# `Funx.Ord` Usage Rules
## Core Concepts
**Protocol + Custom Ord Pattern**: Use both together for maximum flexibility
- **Protocol implementation** = domain's default ordering (whatever makes business sense)
- **Custom Ord injection** = context-specific ordering when needed
- **Key insight**: Protocol provides sensible defaults, custom Ord provides flexibility
**Contramap**: Contravariant functor - transforms inputs before comparison
- `contramap(&String.length/1, Ord)` compares by string length only
- Mathematical dual of `map` - transforms "backwards" through the data flow
- Key pattern: transform the input, not the comparison result
**Utils Pattern**: Inject custom Ord logic or default to protocol
- `Ord.Utils.compare(a, b, custom_ord)` - uses custom_ord
- `Ord.Utils.compare(a, b)` - uses protocol dispatch
**Monoid Composition**: Combine ordering logic lexicographically
- `append(ord1, ord2)` - combine two (ord1 then ord2)
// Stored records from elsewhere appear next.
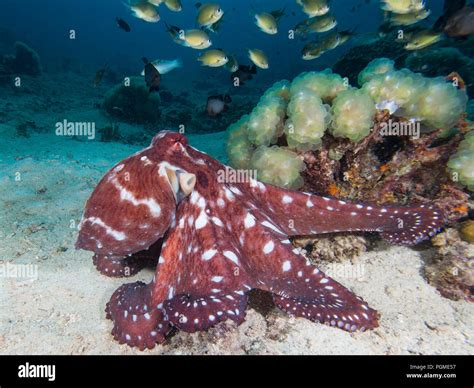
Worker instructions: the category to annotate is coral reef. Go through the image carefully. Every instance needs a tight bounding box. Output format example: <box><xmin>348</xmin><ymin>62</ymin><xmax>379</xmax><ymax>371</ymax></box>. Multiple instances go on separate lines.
<box><xmin>0</xmin><ymin>42</ymin><xmax>43</xmax><ymax>76</ymax></box>
<box><xmin>99</xmin><ymin>124</ymin><xmax>122</xmax><ymax>142</ymax></box>
<box><xmin>227</xmin><ymin>58</ymin><xmax>472</xmax><ymax>224</ymax></box>
<box><xmin>405</xmin><ymin>47</ymin><xmax>474</xmax><ymax>98</ymax></box>
<box><xmin>293</xmin><ymin>234</ymin><xmax>369</xmax><ymax>265</ymax></box>
<box><xmin>448</xmin><ymin>132</ymin><xmax>474</xmax><ymax>191</ymax></box>
<box><xmin>102</xmin><ymin>77</ymin><xmax>161</xmax><ymax>124</ymax></box>
<box><xmin>333</xmin><ymin>33</ymin><xmax>408</xmax><ymax>85</ymax></box>
<box><xmin>425</xmin><ymin>228</ymin><xmax>474</xmax><ymax>302</ymax></box>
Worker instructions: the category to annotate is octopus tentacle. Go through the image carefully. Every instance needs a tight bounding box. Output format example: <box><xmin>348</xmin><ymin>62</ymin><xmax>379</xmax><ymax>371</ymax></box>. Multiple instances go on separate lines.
<box><xmin>244</xmin><ymin>181</ymin><xmax>445</xmax><ymax>245</ymax></box>
<box><xmin>153</xmin><ymin>199</ymin><xmax>252</xmax><ymax>332</ymax></box>
<box><xmin>105</xmin><ymin>282</ymin><xmax>171</xmax><ymax>350</ymax></box>
<box><xmin>92</xmin><ymin>239</ymin><xmax>163</xmax><ymax>278</ymax></box>
<box><xmin>241</xmin><ymin>214</ymin><xmax>378</xmax><ymax>331</ymax></box>
<box><xmin>76</xmin><ymin>149</ymin><xmax>176</xmax><ymax>257</ymax></box>
<box><xmin>76</xmin><ymin>132</ymin><xmax>445</xmax><ymax>349</ymax></box>
<box><xmin>165</xmin><ymin>292</ymin><xmax>248</xmax><ymax>333</ymax></box>
<box><xmin>92</xmin><ymin>254</ymin><xmax>146</xmax><ymax>278</ymax></box>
- `concat([ord1, ord2, ord3])` - combine list (in sequence)
## Quick Patterns
```elixir
# STEP 1: Implement protocol for domain's default ordering
defimpl Funx.Ord, for: User do
def lt?(%User{joined_at: a}, %User{joined_at: b}), do: Funx.Ord.lt?(a, b)
def le?(a, b), do: lt?(a, b) or eq?(a, b)
def gt?(a, b), do: not le?(a, b)
def ge?(a, b), do: not lt?(a, b)
end
# STEP 2: Use protocol directly for default ordering
Ord.lt?(user1, user2) # Uses protocol (by joined_at)
List.sort(users) # Uses protocol default
# STEP 3: Inject custom Ord for specific contexts
by_age = Ord.Utils.contramap(& &1.age)
Ord.Utils.compare(user1, user2, by_age) # Compare by age instead
List.sort(users, by_age) # Sort by age, not joined_at
# Combine fields lexicographically
age_then_name = Ord.Utils.concat([
Ord.Utils.contramap(& &1.age),
Ord.Utils.contramap(& &1.name)
])
# Use with Funx.List
Funx.List.sort(users, by_age)
Funx.List.strict_sort(users, age_then_name) # removes duplicates
```
## Key Rules
- **IMPLEMENT PROTOCOL** for domain's default ordering (whatever makes business sense)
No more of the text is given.